For Exact Reproducibility:
If you require full reproducibility down to the exact build hash (e.g. for archival or deployment), use:
system("conda list --explicit > custom_r_env.txt")
To restore:
conda create --name restored_env --file custom_r_env.txt
This installs exact builds (requires the original channels to still be available).
Tip
Add your custom_r_env.txt
and custom_r_env.yml
to git, to track any changes
and version your dependencies.
Further options for package installation¶
For specific purposes, a number of alternatives are possible.
Multi-stage Dockerfile
If you need specific dependencies and always want to get the most recent updates, create a chained Dockerfile off this image. Have a look how we implemented chaining with the mapnik/Dockerfile:
ARG VERSION=latest
FROM registry.gitlab.vgiscience.org/lbsn/tools/jupyterlab:$VERSION
ENV PYTHON_BINDINGS=" \
autoconf \
apache2-dev \
libtool \
libxml2-dev \
libbz2-dev \
libgeos-dev \
libgeos++-dev \
gdal-bin \
python3 \
python3-pip \
python3-mapnik \
python3-psycopg2 \
python3-yaml"
RUN apt-get update \
&& apt-get install -y --no-install-recommends \
$PYTHON_BINDINGS \
&& apt-get clean && rm -rf /var/lib/apt/lists/*
RUN git clone --depth 1 \
https://gitlab.vgiscience.de/ad/mapnik_cli.git \
/mapnik_cli \
&& /usr/bin/python3 -m pip config set global.break-system-packages true \
&& /usr/bin/python3 -m pip install --no-cache-dir \
--no-dependencies --editable /mapnik_cli
Persistent modification of worker_env
- edit the environment.yml:
- and start image with
docker compose -f docker-compose.build.yml build --no-cache && docker compose up -d --force-recreate
- make sure you're running your local image, not the remote
Add your own environment.yml
In .env
, update the link to use when building worker_env, e.g:
ENVIRONMENT_FILE=envs/environment_custom.yml
Afterwards, rebuild the Docker container with docker compose -f docker-compose.build.yml build
.
-
Make sure that the path is within the repository
-
Use a Symlink/Hardlink to include
environment.yml
's from elsewhere -
The
env/
directory is excluded from git through.gitignore
Add selenium and webdriver¶
The base container is constructed lightweight and comes without a webdriver.
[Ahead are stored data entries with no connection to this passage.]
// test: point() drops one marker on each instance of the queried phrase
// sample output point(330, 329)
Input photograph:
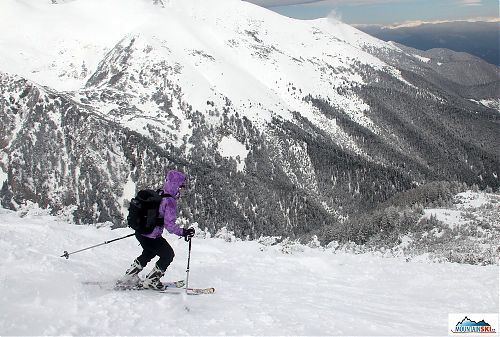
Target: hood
point(173, 180)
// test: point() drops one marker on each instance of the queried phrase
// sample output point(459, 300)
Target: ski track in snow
point(260, 290)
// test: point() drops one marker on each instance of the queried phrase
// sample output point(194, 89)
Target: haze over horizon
point(384, 12)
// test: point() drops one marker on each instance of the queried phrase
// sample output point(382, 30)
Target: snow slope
point(261, 289)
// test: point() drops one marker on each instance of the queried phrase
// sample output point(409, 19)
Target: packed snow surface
point(261, 289)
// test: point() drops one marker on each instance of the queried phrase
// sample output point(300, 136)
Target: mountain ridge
point(331, 127)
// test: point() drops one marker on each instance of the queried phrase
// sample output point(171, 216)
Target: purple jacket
point(168, 206)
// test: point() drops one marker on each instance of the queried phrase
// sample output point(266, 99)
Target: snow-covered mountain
point(283, 126)
point(261, 289)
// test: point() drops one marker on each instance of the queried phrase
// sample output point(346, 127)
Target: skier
point(154, 244)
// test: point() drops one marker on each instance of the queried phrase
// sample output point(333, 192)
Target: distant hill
point(477, 38)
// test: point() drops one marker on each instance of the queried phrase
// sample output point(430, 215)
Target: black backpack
point(143, 211)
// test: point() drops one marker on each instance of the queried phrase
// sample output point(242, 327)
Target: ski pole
point(187, 270)
point(66, 254)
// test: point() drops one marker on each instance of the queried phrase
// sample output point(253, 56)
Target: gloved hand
point(188, 233)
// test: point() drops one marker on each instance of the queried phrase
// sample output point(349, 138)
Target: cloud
point(275, 3)
point(471, 3)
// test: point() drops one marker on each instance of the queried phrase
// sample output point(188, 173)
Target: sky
point(385, 12)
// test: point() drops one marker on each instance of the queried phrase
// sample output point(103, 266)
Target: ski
point(138, 286)
point(189, 291)
point(135, 286)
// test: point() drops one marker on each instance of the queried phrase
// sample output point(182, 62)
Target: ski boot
point(131, 278)
point(152, 280)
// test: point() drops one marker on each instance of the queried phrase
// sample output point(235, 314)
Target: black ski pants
point(155, 247)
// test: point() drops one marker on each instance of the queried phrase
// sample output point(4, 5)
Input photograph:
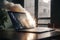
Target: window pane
point(29, 6)
point(43, 8)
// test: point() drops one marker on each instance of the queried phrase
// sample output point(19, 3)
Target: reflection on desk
point(37, 36)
If you need a webdriver (e.g. for svg
output in Bokeh), either update the Dockerfile
or temporarily install Selenium and Chromedriver (e.g.).
Manual Steps: Chrome¶
- Install Selenium
conda activate worker_env
conda install selenium webdriver-manager -c conda-forge
- Install Chrome
apt-get update && apt-get install -y gnupg2 zip wget
curl -sS -o - https://dl-ssl.google.com/linux/linux_signing_key.pub | apt-key add -
echo "deb [arch=amd64] http://dl.google.com/linux/chrome/deb/ stable main" >> /etc/apt/sources.list.d/google-chrome.list
apt-get -y update
apt-get -y install google-chrome-stable
- Optional: Install Chromedriver
This is an optional step, since webdriver_manager
will automatically install the matching Chromedriver (see below).
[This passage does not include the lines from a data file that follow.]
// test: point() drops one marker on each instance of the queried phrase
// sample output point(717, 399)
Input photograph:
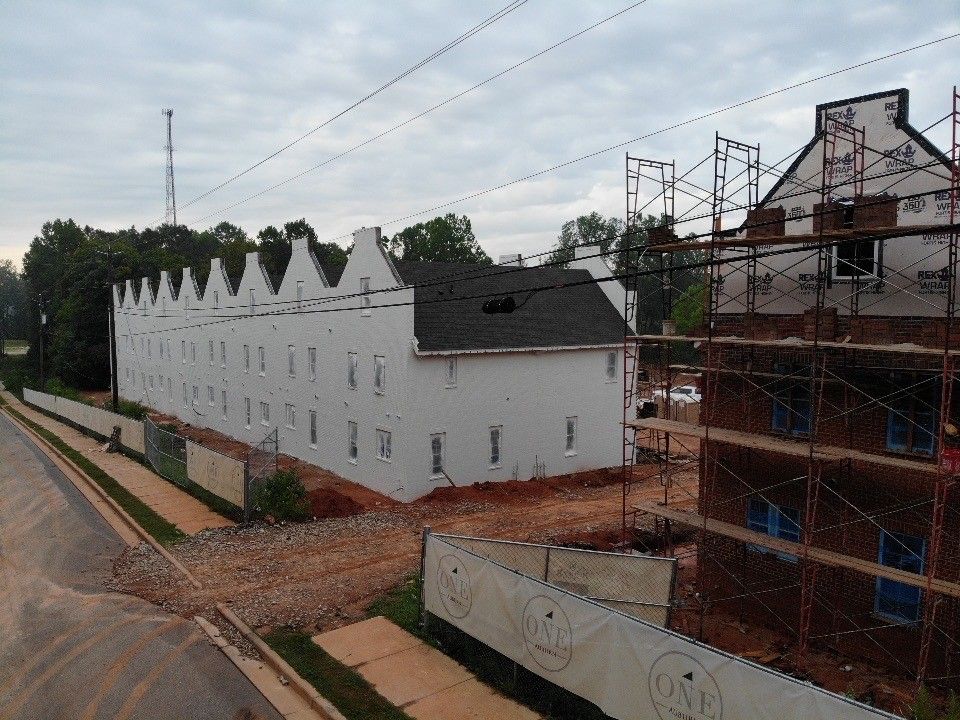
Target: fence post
point(423, 579)
point(246, 489)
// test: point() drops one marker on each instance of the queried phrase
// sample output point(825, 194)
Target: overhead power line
point(419, 115)
point(500, 14)
point(667, 128)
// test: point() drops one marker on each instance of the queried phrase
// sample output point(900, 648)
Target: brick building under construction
point(827, 444)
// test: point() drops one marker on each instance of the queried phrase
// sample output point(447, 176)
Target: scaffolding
point(827, 387)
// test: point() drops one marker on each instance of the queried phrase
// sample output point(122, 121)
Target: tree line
point(67, 271)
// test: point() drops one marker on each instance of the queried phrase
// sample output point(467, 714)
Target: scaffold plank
point(796, 344)
point(807, 238)
point(826, 557)
point(794, 448)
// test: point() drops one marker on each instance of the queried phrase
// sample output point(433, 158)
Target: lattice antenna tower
point(171, 214)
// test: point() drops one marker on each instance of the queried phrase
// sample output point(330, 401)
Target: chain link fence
point(166, 452)
point(261, 464)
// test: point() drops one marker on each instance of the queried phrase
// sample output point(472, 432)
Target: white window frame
point(379, 374)
point(570, 443)
point(496, 431)
point(434, 471)
point(384, 445)
point(451, 379)
point(353, 363)
point(611, 367)
point(353, 451)
point(365, 299)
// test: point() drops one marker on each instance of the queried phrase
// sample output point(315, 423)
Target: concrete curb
point(49, 449)
point(282, 668)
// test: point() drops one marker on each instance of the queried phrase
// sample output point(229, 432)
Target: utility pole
point(43, 330)
point(171, 216)
point(112, 327)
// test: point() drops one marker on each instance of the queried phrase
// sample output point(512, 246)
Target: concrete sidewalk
point(421, 680)
point(162, 496)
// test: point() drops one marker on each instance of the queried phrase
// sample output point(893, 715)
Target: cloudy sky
point(82, 86)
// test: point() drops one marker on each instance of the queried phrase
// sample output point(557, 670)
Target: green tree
point(443, 239)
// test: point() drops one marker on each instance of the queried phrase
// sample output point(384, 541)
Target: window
point(379, 374)
point(895, 600)
point(384, 449)
point(352, 370)
point(571, 446)
point(856, 258)
point(774, 520)
point(436, 454)
point(612, 366)
point(451, 372)
point(912, 415)
point(365, 298)
point(496, 436)
point(791, 401)
point(352, 441)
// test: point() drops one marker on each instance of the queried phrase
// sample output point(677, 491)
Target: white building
point(394, 394)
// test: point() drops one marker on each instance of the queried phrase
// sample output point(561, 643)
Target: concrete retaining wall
point(92, 418)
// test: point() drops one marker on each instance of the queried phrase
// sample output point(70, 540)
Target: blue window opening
point(775, 520)
point(912, 415)
point(791, 402)
point(898, 601)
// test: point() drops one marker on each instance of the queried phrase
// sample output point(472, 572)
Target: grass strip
point(162, 530)
point(344, 687)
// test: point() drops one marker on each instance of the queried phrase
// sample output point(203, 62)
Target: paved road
point(70, 648)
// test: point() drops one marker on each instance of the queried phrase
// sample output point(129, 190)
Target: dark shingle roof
point(562, 317)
Get the Chrome version and install the matching Chromedriver
google-chrome --version
Google Chrome 104.0.5112.101
- go to
- click on matching version:
-
If you are using Chrome version 104, please download ChromeDriver 104.0.5112.79
-
- copy path to
chromedriver_linux64.zip
cd /tmp/
wget https://chromedriver.storage.googleapis.com/104.0.5112.79/chromedriver_linux64.zip
unzip chromedriver_linux64.zip
mv chromedriver /usr/bin/chromedriver
chown root:root /usr/bin/chromedriver
chmod +x /usr/bin/chromedriver
- Use in Jupyter
from bokeh.io import export_svgs
from selenium import webdriver
from selenium.webdriver.chrome.service import Service
from webdriver_manager.chrome import ChromeDriverManager
options = webdriver.ChromeOptions()
options.add_argument('--headless')
options.add_argument('--disable-gpu')
options.add_argument("--no-sandbox")
options.add_argument("--window-size=2000x2000")
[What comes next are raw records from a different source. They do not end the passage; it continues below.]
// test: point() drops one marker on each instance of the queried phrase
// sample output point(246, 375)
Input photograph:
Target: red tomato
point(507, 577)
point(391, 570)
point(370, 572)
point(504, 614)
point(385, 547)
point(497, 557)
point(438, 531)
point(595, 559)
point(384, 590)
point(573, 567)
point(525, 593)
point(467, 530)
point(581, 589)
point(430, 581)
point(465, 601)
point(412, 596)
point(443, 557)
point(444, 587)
options.add_argument('--disable-dev-shm-usage')
service = Service(ChromeDriverManager().install())
webdriver = webdriver.Chrome(service=service, options=options)
# Export svg in Bokeh/Holoviews
p = hv.render(my_layers, backend='bokeh')
p.output_backend = "svg"
export_svgs(p,
filename=output / 'svg' / 'graphic.svg',
webdriver=webdriver)
Note that --disable-dev-shm-usage
is necessary for Chrome to work inside Docker.